Antes de encarar o topo mais alto do mundo, ela se aventurou no norte de Gales, onde subiu no Monte Snowdon — que tem apenas 1.085 metros. Depois do Everest, Bonita ainda escalou diversas montanhas e falou sobre a regra não escrita, ou código tácito, como ela o chamou, que os montanhistas têm entre si.
Durante o montanhismo, você ocasionalmente, tragicamente, encontra pessoas que perderam suas vidas na montanha, e é algo que eu já vi de perto em diversas ocasiões, em diversas montanhas diferentes".
"Porque, simplesmente, quando você faz o que eu faço, que é ir até a zona da morte, é incrivelmente difícil resgatar alguém que está lá em cima, porque você só está colocando a vida de mais pessoas em risco."
E como montanhistas, temos uma espécie de código tácito de que não queremos arriscar a vida de ninguém. Então eu já vi isso", acrescentou Norris.

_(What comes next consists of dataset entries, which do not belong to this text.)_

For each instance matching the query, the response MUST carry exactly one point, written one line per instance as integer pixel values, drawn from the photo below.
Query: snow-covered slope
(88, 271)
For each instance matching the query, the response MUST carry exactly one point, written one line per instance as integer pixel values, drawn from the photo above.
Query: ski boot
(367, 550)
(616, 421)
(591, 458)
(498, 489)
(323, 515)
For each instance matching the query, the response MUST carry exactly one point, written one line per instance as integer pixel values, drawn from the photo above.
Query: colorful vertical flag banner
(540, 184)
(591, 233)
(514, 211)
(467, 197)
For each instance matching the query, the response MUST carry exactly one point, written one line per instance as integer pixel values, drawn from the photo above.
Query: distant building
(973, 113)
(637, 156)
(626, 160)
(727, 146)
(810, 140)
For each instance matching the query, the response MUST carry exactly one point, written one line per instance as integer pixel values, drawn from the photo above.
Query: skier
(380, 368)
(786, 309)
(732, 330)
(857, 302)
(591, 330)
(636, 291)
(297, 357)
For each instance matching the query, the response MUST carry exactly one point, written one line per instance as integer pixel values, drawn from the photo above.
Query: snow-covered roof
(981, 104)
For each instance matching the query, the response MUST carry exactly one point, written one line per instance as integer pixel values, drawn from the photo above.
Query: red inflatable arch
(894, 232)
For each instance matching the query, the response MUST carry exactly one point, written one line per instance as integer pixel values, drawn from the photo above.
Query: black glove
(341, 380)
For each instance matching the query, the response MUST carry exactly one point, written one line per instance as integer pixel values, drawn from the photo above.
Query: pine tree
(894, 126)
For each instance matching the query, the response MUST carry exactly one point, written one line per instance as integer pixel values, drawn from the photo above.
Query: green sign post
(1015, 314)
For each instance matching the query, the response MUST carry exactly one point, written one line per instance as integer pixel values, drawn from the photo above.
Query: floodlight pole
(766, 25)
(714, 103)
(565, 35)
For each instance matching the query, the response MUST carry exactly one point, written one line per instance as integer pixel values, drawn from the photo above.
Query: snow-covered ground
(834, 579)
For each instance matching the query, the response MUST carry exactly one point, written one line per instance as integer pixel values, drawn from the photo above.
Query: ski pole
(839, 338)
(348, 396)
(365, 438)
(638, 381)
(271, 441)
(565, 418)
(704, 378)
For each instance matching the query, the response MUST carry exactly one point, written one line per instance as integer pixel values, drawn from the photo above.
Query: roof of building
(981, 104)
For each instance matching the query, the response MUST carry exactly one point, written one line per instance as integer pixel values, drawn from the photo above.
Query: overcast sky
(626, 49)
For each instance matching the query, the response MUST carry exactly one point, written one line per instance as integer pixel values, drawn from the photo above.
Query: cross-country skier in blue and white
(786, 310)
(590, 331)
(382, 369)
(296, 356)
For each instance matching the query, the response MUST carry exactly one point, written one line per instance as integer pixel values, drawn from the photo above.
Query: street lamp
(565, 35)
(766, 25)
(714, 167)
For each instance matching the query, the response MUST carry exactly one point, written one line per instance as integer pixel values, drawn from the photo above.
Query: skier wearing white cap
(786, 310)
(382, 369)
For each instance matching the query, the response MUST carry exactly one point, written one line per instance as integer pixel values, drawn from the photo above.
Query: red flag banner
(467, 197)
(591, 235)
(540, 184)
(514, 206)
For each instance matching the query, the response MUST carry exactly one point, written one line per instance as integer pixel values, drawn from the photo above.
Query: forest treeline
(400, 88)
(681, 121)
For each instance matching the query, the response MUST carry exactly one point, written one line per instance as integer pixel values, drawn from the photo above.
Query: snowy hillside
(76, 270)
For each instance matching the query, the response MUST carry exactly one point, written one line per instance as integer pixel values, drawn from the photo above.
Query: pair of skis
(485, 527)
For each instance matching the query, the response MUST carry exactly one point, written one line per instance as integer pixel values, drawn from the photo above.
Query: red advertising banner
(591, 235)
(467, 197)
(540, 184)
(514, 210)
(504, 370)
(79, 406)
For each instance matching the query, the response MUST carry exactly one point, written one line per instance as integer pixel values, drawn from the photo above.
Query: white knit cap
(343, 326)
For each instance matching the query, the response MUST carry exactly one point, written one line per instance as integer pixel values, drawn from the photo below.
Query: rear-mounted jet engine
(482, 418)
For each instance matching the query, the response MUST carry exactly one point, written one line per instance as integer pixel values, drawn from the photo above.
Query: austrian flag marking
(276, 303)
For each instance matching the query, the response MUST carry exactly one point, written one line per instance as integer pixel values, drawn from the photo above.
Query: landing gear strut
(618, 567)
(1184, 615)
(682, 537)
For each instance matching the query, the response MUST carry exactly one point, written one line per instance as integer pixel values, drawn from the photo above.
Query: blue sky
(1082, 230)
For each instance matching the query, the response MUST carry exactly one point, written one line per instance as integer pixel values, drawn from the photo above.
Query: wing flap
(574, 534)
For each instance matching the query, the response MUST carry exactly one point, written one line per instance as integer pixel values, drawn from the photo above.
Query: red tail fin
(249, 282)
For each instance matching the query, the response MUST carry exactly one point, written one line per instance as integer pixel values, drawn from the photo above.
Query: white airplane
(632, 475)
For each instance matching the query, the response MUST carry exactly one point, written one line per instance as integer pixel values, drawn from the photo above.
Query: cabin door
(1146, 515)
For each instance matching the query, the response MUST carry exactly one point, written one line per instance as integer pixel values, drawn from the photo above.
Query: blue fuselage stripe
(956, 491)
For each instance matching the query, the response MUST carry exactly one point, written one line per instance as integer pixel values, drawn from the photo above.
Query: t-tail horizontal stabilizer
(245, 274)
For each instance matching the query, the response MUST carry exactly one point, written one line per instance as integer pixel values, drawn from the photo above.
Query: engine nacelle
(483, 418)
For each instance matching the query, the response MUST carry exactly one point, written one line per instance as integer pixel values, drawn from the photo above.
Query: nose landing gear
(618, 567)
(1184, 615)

"Quando você acorda todas as manhãs na montanha, tudo é tão intenso — cada dia é, é vida e morte. Quando você vê o lado triste do montanhismo, isso realmente te torna consciente do que está fazendo. Isso te dá aquela presença de espírito."
"Isso faz você, tipo, recalibrar suas expectativas sobre o que você quer alcançar. O mais importante não é o topo, é voltar para casa em segurança, para a minha família. Então, de certa forma, é um ótimo lembrete do que é importante quando estamos lá. Ao mesmo tempo, não é algo que eu realmente gosto de lembrar, porque é triste", finalizou.